The Blackened Toe hurts a lot, but that's OK, because I'm really enjoying everyone's reaction to my leopard-print slipper and limp. By which I mean, I'm enjoying the fact that there is no reaction to the leopard-print slipper and limp. It reminds me that I take myself far too seriously at work in general. No one notices anything in an office. I could show up wearing pasties and a cowboy hat, my eye blackened and my front teeth missing, and no one would blink an eye.

Which reminds me of a story. This one time, I had quite a bit to drink and fell off my high heels at a bar in South Boston. I hit the floor face first, as you do, and shattered my glasses frames, cutting my eyebrow and producing an astonishing amount of blood. I had to get four stitches to close up the gash, and I still have a slight scar. My Mom is a nurse, so naturally I had her pals at the emergency room stitch me up. Because they're real cards, they chose bright blue thread for my stitches. I looked like Frankenpunk.

The following Monday, I went to the office, and no one said a word. Not one word. I was starting to think that it wasn't as noticeable as I thought, until my coworker Matt remarked, in the most casual manner possible, while preparing his coffee in the break room, that he'd hate to see the other guy.

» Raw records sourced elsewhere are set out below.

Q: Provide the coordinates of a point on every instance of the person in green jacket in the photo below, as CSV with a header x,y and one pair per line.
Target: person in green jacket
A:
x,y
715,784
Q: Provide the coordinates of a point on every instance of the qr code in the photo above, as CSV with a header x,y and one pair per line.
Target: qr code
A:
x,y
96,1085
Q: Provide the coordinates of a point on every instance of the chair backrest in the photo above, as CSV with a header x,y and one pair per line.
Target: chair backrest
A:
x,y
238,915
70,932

It was all very Fight Club and a good thing to bear in mind, when I start thinking that everyone is looking at me.

Tuesday, March 1, 2005

Jennie, sans grace

This afternoon, I broke my toe by stubbing it. I was on the phone at the time, giving career advice, believe it or not, to one of the junior editors at my company. I managed not to scream, "Fucking fuckety fuck-fuck aaahhhh!" into the phone, but just barely. Instead, I contorted my whole face, to the point where I was seriously afraid I'd sprain my eyebrows and dislocate my jaw and wind up in full-body traction because of a phone call. Such is my life.

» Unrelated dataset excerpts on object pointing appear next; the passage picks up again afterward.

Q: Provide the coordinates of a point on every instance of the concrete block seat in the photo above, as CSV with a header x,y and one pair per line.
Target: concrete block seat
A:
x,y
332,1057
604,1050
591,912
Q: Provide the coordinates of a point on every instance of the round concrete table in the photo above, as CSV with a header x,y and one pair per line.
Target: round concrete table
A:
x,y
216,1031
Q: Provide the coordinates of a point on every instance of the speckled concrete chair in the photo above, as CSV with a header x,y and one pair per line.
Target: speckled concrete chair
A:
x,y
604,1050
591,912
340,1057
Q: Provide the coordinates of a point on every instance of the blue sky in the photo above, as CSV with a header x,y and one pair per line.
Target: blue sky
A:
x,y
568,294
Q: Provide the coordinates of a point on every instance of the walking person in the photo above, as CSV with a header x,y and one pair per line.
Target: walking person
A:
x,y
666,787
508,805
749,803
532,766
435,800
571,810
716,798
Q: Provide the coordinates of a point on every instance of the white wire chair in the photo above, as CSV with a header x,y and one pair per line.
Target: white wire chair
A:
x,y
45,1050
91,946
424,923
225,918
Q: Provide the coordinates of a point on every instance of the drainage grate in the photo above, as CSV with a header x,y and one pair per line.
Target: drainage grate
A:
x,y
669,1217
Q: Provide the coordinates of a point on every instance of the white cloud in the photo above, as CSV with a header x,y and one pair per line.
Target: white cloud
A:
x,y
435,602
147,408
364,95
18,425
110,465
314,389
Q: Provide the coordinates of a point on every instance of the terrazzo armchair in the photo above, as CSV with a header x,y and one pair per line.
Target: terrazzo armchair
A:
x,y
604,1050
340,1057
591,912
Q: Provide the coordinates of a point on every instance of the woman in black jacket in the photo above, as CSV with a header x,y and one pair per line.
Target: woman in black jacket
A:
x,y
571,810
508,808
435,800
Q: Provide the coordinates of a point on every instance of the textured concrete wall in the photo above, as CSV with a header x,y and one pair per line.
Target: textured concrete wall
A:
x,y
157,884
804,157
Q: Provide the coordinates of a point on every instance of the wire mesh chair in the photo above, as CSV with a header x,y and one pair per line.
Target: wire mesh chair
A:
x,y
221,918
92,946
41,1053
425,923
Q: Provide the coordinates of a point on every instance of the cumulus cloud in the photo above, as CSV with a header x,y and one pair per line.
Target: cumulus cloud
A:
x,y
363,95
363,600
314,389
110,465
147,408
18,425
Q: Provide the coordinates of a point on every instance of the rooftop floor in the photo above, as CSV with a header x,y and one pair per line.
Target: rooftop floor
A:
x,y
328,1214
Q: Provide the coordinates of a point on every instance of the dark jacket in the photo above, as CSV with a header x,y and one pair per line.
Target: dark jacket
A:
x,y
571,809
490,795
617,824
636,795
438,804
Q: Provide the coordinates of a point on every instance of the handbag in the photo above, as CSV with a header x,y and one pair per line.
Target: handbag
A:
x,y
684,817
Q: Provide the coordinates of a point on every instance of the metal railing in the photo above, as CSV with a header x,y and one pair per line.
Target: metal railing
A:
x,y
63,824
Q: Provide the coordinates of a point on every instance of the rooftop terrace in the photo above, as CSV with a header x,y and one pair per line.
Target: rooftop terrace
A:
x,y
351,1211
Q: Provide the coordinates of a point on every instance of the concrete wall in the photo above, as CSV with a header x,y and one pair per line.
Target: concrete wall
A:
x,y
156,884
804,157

I've never been a graceful person. I injure myself about once a year by tripping up the stairs, and my shoelaces are always untied, and I drop things constantly. When I was ten years old, my mother scrimped and saved to send me to figure skating lessons, which I loved. I was one of those crazy horse girls, but even then, allergies kept me on the other side of my plastic bubble from all living creatures, so figure skating lessons were the next best thing, on the girly mock-sport continuum. I learned to skate backwards, and do little spins, and I learned that it is totally possible to break your tailbone in more than one place. As a result, I was the only little figure-skater with a pillow stuffed into my snowpants. I had no idea that this looked strange, but I really wish I had a picture now, because really.

The only upside of this whole toe business is that I now have an excellent excuse to skip the gym. Because I can't put on any weight on it. So stupid. It's a little toe. Who knew it was so important?